Sunday, August 14, 2011

italia journal entry 1

italy was such an amazing experience. i wish i could share everything that happened with everybody, show everyone everything i saw, and express to everyone the feelings i felt. but im not silly, and i know i cant do that. so what i decided to do is share with you some of my journal entries. they may be boring or not make much sense but i means something to me. happy reading!
day 2 7/24
this is not what i was expecting at all. after waiting in the airport for over three hours and the long rickety bus ride to garden valley i was greeted by several people cheering for me. i certainly felt welcomed. though it is so so so hot here and there are several different types of people, we are all here for one reason: you.

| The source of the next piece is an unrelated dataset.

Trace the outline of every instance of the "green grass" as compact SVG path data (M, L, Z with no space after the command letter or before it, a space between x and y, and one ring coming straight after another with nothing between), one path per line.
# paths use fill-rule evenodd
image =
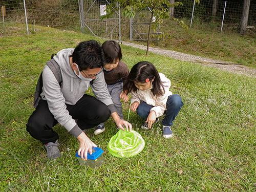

god this is the oddest thing i've ever done. i feel like i dont belong here, im such a sinner. i go against your word everyda. lord im tired, ive barely slept the last two days. give me enery. help me be alive in you. my body is full of infection i feel like im withering away but lord you are MY HEALER! heal my body, help it not be a distraction. i dont want to just pray a prayer, i want to dance with you-just you and me. my heart yearns for you. im so lost and broken. change me. consume me. teach me.
lord why am i here?
im uncomfortable and feel so small but i know you have me here for a reason. you're molding me into the person you want me to become. you're asking me to step out of my comfort zone and this is WAY out of it. i've already felt like giving up but i know you want me here. you've provided a way for me to get your, you're with me right now. help me feel your presence, keep my mind off home and focused on you. save me lord. humble my heart.